While conspiracy theories are often harmless, if foolish, distractions, due to the uncertain political climate and pandemic, conspiracy theories have become extremely dangerous, enough to spark violence and widespread distrust. Humans, gullible as they are, easily buy into such fantastical explanations as a way to justify their misinformed beliefs about current events (i.e. the outcome of the 2020 election). According to a worrying poll conducted by Fairleigh Dickinson University, 63 percent of registered American voters believe in at least one political conspiracy theory. In fact, one New York Times article reveals that the internet is making this problem worse, as it facilitates a psychological phenomena known as confirmation bias. The article goes on to state that “the Internet’s tendency toward tribalism helps reinforce misguided beliefs.” This propensity that we have for blindly accepting misinformation is unfortunately difficult to suppress and will probably continue, as witnessed at the Capitol.
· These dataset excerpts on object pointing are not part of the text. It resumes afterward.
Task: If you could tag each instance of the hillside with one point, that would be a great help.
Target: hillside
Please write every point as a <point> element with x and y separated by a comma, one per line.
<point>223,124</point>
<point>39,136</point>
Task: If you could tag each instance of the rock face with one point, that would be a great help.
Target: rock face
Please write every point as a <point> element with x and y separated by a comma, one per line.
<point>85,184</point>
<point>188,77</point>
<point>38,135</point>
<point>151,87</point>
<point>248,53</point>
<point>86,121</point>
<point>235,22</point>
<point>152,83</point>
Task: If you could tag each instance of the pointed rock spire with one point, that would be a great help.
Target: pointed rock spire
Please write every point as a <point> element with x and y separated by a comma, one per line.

The only solution left is to turn our attention to social media, where conspiracy theories are spreading faster than COVID-19. According to Vox, “Conspiracy theories are memetic — they mutate easily and take on new forms — which makes them a perfect fit for social media platforms.” Theories that 5G cell towers spread COVID-19 and that Satan-worshipping elites are controlling our politics have inundated media posts, increasing the number of conspiracy theorists and misinformed individuals. This ultimately results in a dangerous concoction of extremism that can plague our society with chaos, as noted by Homeland Security Today, which stated that “there is now evidence that links the content on … popular online platforms to violent and extremist acts.” This, of course, leads us to some pivotal questions. How should social media companies restrict the spread of misinformation? How do we even know which conspiracy theories are inflammatory? While I cannot answer these open-ended, complex questions, I can definitively assert that there is a pressing need for social media companies to eradicate speech that can incite ruthless brutality.
It is now not so difficult to understand why the horrific events at the Capitol occurred, nor is it assuring that misinformation clouds our democracy. Conspiracy theories pose a direct threat to our nation. Therefore, social media outlets have the moral responsibility to prevent these unfounded beliefs from destroying our ability to rationally scrutinize.